It’s round, hollow and inflatable. Kick, throw, pass or shoot it. It’s made of leather or sometimes plastic. Some people think it’s a matter of life or death, but it’s much more important than that. Football.

It’s like a cup, but it’s a bit bigger. A cup is smaller and more delicate and comes with a saucer. This doesn’t. It has a handle. You drink your tea from it. Found in all kitchens and cafés. Mug.

Team Turnip Definitions Card. You will read these definitions to the other team.

When it’s dark and you are out camping, or looking for something in the back garden, you’ll find this thing very useful. Pop some batteries in the back. Turn it on. A beam of light. Great! Now we can see again. Torch.

This is something that you’ll need if you want to put some nails into the wall. Very useful for household renovations. It has a long wooden handle and a thick metal head. Don’t hit you thumb with it! Ouch! Hammer.

Sometimes those lids are hard to get off. What you need is this metal instrument to make the job easier. Take hold of the wooden handle, twist it, and there you are! Ready to drink! Bottle opener.

An electrical mod-con that you use in the kitchen. It has a timer, contains springs and has a heating element. Once it it’s ready, it will pop up. You should have a plate and the butter ready. Toaster.

This thing is soft and full of feathers; you will find a few of them in most living rooms. Putting it behind your back will make watching the television much more comfortable. Relax and enjoy! Where’s my pipe? Cushion.

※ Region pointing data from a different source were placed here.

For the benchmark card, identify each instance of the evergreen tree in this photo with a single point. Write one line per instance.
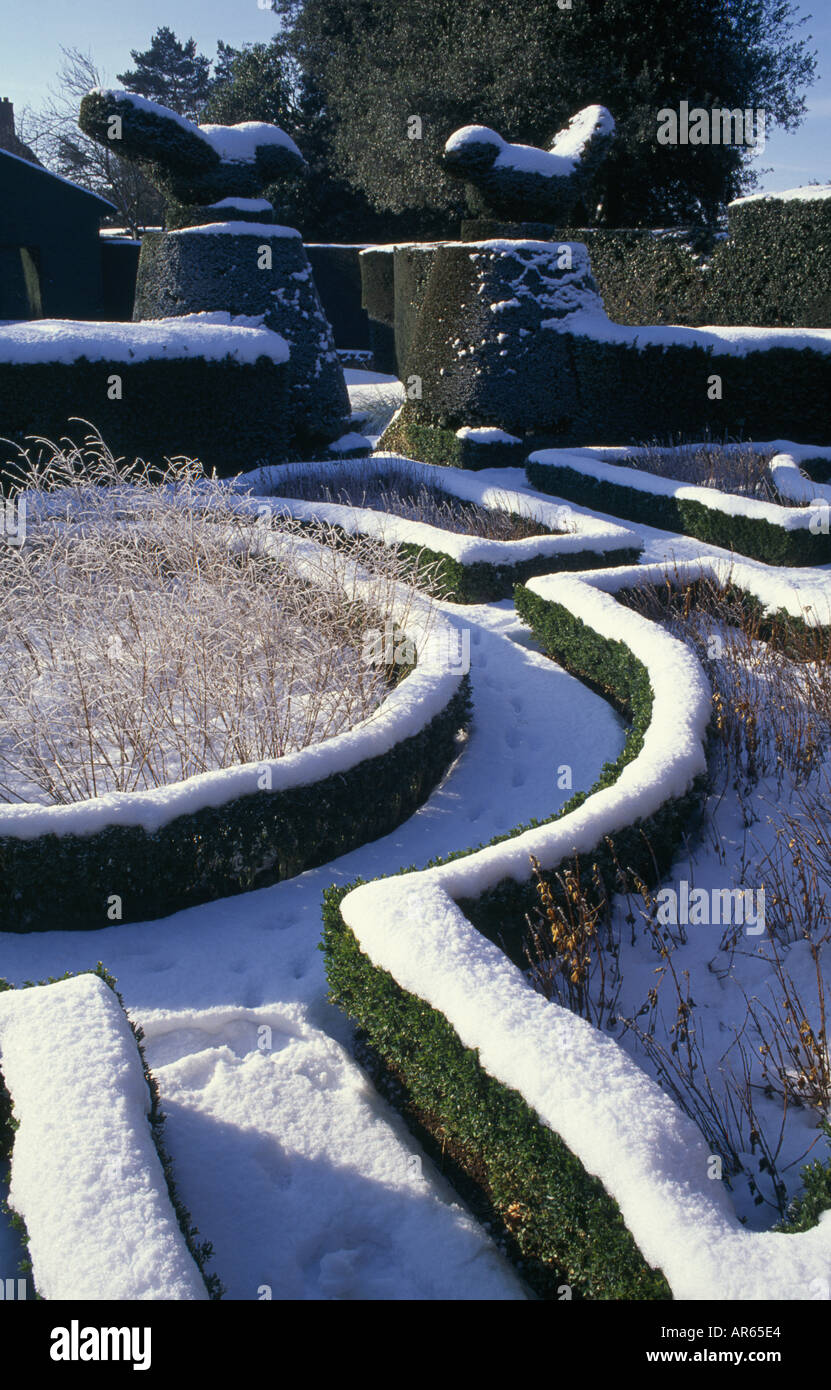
(170, 72)
(527, 66)
(261, 82)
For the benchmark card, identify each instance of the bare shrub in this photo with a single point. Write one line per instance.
(406, 495)
(741, 469)
(152, 628)
(570, 948)
(771, 679)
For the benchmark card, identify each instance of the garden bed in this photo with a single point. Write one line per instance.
(129, 855)
(598, 1169)
(469, 569)
(795, 534)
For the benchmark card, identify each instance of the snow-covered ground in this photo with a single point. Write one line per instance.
(305, 1180)
(291, 1164)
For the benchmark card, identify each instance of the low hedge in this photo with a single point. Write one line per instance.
(482, 583)
(217, 412)
(412, 268)
(646, 277)
(562, 1219)
(560, 1216)
(64, 881)
(202, 1251)
(749, 535)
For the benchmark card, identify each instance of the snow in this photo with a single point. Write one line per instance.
(234, 143)
(582, 530)
(573, 139)
(348, 442)
(417, 699)
(808, 193)
(735, 342)
(288, 1158)
(291, 1164)
(236, 230)
(485, 434)
(239, 143)
(85, 1173)
(559, 161)
(210, 335)
(624, 1129)
(592, 463)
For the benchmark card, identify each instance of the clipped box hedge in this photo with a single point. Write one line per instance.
(161, 1243)
(231, 830)
(67, 880)
(569, 1225)
(473, 570)
(499, 1093)
(762, 530)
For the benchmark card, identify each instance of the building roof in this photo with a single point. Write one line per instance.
(39, 171)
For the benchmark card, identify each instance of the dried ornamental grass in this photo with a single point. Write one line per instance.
(147, 633)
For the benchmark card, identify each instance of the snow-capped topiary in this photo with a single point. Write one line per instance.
(523, 182)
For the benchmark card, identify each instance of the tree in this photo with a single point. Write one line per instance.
(170, 72)
(56, 138)
(263, 82)
(525, 67)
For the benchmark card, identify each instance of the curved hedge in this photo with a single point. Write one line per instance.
(67, 880)
(562, 1218)
(567, 1223)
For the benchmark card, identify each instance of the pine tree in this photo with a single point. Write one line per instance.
(170, 72)
(527, 66)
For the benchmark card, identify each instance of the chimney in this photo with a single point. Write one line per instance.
(6, 121)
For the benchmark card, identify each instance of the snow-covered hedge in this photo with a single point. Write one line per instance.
(263, 273)
(762, 530)
(204, 385)
(89, 1175)
(598, 1173)
(139, 855)
(776, 264)
(513, 334)
(474, 569)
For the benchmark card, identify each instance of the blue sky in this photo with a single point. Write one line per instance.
(31, 38)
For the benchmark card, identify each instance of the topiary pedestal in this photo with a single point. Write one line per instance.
(254, 270)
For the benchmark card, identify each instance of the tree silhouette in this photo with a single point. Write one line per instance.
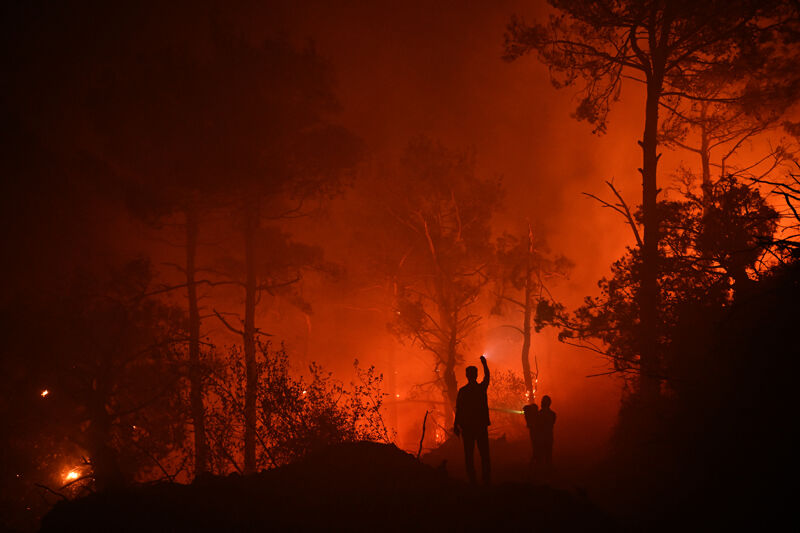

This is a type of book that contains pages that you can put things into. They are covered with plastic. When you finish your holiday fill it up, and enjoy the memories that looking at the snaps will bring. Album.

It is either sharp or blunt. This object has a handle and a blade, and is used for chopping or carving food. Be careful with the pronunciation! You can’t pronounce all those letters. Knife.

This useful object is always plural. The frames come in all different shapes and sizes and are very expensive when you consider that they are so small. You’ll need the correct lenses too. Glasses./ Spectacles.

When you are next cooking, you could use one of these. It has a flat base and a rim around the edge. There is a lid to go on top too. This won’t always be necessary. Only touch the handle or you’ll get burnt. Saucepan.

No bathroom is complete without one of these wonderful objects. Lock yourself in there, and spend hours gazing at your reflection in it. You’ll find one in the hall and the bedrooms too. Mirror.

This is a small piece of stationery that is used to get rid of writing or drawings that have been done in pencil. It has a different name in American English. The name is the same as the substance. Eraser. /Rubber.

This is a flat piece of metal or plastic that would be used by a waiter or waitress to carry things on. You might put your plates on this, if you decide to eat your dinner in front of the television while sat on the sofa. Tray.

It’s large, it’s usually white in colour, and you find it on a bed. You need to be careful how you pronounce it or you’ll end up saying a swearword. Wear it over your head if you want to look like a ghost! Sheet.

This is necessary for the process that occurs after you cut food up. You use this object to pick things up from the plate before you put them into your mouth. It is made of stainless steel, and is held in the left hand. Dinner’s ready! Fork.

This is the perfect item for getting rid of that beard! Men can use it on their faces in the morning. But gentlemen, don’t leave it at the side of the bath, or your wives will use it to shave their armpits! Urghh! Razor.

It’s been a hard day at work. Take those uncomfortable shoes off, and put a pair of these nice, soft, comfy things on instead. Ah!! That’s better! Now where is that newspaper of mine? Slippers.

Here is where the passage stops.